Ce ratio est recommandé pour juger de la capacité d'une commune à couvrir les échéances de sa dette. Nous le privilégions au ratio endettement / recettes réelles qui est parfois utilisé car les charges de fonctionnement ont généralement une grande inertie et ne pourrons pas être réduites significativement en quelques années.

L'endettement ne doit en aucun cas dépasser 15 fois l'épargne brute, 15 années étant la maturité moyenne des emprunts souscrits par les collectivités locales. Au-delà de ce ratio, la commune devra réduire ses charges de fonctionnement ou augmenter ses recettes (principalement les impôts) pour pouvoir faire face aux échéances de sa dette.


4. Endettement / habitant


Ce ratio n'est généralement pas recommandé. Il dépend fortement de la politique de la ville en matière d'investissement et ne donne pas d'indication sur la capacité de la commune à faire face à ses échéances.

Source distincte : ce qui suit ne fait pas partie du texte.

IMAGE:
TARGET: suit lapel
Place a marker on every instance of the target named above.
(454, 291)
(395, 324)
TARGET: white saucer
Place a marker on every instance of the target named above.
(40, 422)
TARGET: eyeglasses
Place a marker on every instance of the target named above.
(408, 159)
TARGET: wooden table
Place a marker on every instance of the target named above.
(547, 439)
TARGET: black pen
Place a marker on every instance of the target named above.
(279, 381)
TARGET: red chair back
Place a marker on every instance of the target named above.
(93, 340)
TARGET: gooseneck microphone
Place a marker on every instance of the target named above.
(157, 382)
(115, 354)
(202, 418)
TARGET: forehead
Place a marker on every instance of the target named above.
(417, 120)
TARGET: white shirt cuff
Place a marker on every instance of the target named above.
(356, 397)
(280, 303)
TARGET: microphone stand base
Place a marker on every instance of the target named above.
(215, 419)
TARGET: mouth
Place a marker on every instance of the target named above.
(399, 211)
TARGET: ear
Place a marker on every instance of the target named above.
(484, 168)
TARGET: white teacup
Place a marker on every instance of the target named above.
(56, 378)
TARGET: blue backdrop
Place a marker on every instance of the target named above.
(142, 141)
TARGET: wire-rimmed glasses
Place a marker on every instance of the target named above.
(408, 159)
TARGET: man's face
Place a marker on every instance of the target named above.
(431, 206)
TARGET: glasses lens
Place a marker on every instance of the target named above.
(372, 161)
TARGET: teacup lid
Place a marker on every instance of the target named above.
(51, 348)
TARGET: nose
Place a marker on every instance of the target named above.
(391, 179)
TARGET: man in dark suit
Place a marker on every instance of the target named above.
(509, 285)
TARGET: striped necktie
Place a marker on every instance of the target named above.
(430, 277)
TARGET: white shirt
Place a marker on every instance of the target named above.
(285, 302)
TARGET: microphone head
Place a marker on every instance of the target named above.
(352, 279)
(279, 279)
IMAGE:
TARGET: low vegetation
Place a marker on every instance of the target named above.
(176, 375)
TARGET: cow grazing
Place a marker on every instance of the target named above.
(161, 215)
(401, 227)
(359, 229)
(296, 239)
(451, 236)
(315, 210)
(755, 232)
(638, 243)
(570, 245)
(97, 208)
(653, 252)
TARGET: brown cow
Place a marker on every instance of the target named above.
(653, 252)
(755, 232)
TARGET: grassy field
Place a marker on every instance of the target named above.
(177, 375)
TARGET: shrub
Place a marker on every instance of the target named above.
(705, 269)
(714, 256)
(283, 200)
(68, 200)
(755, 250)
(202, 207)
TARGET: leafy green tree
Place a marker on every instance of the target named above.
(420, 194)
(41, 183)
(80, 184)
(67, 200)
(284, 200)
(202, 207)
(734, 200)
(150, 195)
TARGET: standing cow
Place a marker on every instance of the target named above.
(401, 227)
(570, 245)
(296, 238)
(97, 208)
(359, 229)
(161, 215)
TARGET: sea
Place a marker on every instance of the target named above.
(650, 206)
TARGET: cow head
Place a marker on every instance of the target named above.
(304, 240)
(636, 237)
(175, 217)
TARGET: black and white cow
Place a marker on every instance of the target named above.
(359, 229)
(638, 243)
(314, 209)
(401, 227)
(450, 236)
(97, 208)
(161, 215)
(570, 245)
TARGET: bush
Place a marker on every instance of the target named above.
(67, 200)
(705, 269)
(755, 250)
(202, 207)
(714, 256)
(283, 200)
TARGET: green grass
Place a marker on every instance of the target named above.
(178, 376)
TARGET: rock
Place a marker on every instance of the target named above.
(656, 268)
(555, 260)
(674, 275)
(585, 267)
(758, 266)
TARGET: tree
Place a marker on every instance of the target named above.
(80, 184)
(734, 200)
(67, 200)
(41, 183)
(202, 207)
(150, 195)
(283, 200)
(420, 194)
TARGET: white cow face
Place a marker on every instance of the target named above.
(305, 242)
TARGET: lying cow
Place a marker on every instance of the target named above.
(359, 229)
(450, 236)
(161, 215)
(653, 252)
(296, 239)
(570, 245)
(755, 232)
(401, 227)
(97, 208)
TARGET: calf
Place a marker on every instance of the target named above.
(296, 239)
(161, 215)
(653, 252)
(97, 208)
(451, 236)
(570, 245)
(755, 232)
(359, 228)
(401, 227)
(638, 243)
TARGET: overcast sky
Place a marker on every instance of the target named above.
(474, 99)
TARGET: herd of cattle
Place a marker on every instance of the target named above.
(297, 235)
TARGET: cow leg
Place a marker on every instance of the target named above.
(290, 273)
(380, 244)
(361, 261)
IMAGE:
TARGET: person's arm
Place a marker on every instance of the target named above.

Il peut être utile dans certains cas précis :
- Un endettement proche de 0€ par habitant indique généralement que la pression fiscale est trop élevée par rapport aux services rendus. La commune pourrait baisser ses recettes et avoir recours à l'emprunt pour financer ses investissements. En effet, une commune n'a pas la capacité d'épargner ses excédents pour financer des investissements. Cela ne vaut pas dans les très petites communes où, par définition, très peu d'investissements sont requis.

- Un endettement par habitant très élevé (plus de 3 000€) indique que des investissements très importants ont été entrepris. Leur remboursement requiert un niveau élevé d'épargne brute, et donc d'imposition.